Revolution in the Regions

Něžná revoluce (r. Jiří Střecha – Petr Slavík, 1989)/ Velvet Revolution (dir. Jiří Střecha – Petr Slavík, 1989)

Questions

  • Why do you think that the students went to a factory in the fall of 1989?
  • What kinds of opinions and reactions did they meet there?
  • What do you think this situation might say about the political changes in the Eastern bloc in 1989?

Commentary

After the violent dispersal of the student demonstration on 17 November 1989, a smear campaign was launched in the official media, defaming the demonstration’s organisers and calling for order (see 1989 – Ideology).

The student movement had already been activated – a student strike had been declared, joined by actors from Prague theatres, and protest rallies continued. But these activities remained mostly limited to the capital. In the clip, we see one of the ways in which people in the regions were informed about what was going on. Organized groups travelled to other cities and regions to report to employees of large companies about the course of the demonstrations and the situation in Prague and especially to drum up support for a general strike planned for 27 November.

A group of students and actors arrived in the Ležáky mine in northern Bohemia. The communist regime praised miners as a symbol of the working class and miners were significantly better remunerated than other professions. Also, the last 15 seconds of our clip would make it seem that the miners were loyal to the communist regime.
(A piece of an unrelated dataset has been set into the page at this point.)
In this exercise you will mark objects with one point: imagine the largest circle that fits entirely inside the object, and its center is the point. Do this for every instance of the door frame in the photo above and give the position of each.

But even in this region, people demonstrated against the regime in 1989, primarily due to the catastrophic ecological situation caused by the very outmoded technique of mining brown coal, which was extracted at the expense of people’s health and the landscape.

In addition to their cultural distance from Prague artists, the miners’ unwillingness to talk on camera may have also been due to fear of where the situation was headed (What we don’t talk about). The clip presents the diversity of attitudes in Czechoslovak society towards the so-called Velvet Revolution and thus complicates the traditional narrative of discontent of the “people” with the government of the Communist Party, as thematised in the clips 1989 – Ideology and 1989 -Oppression.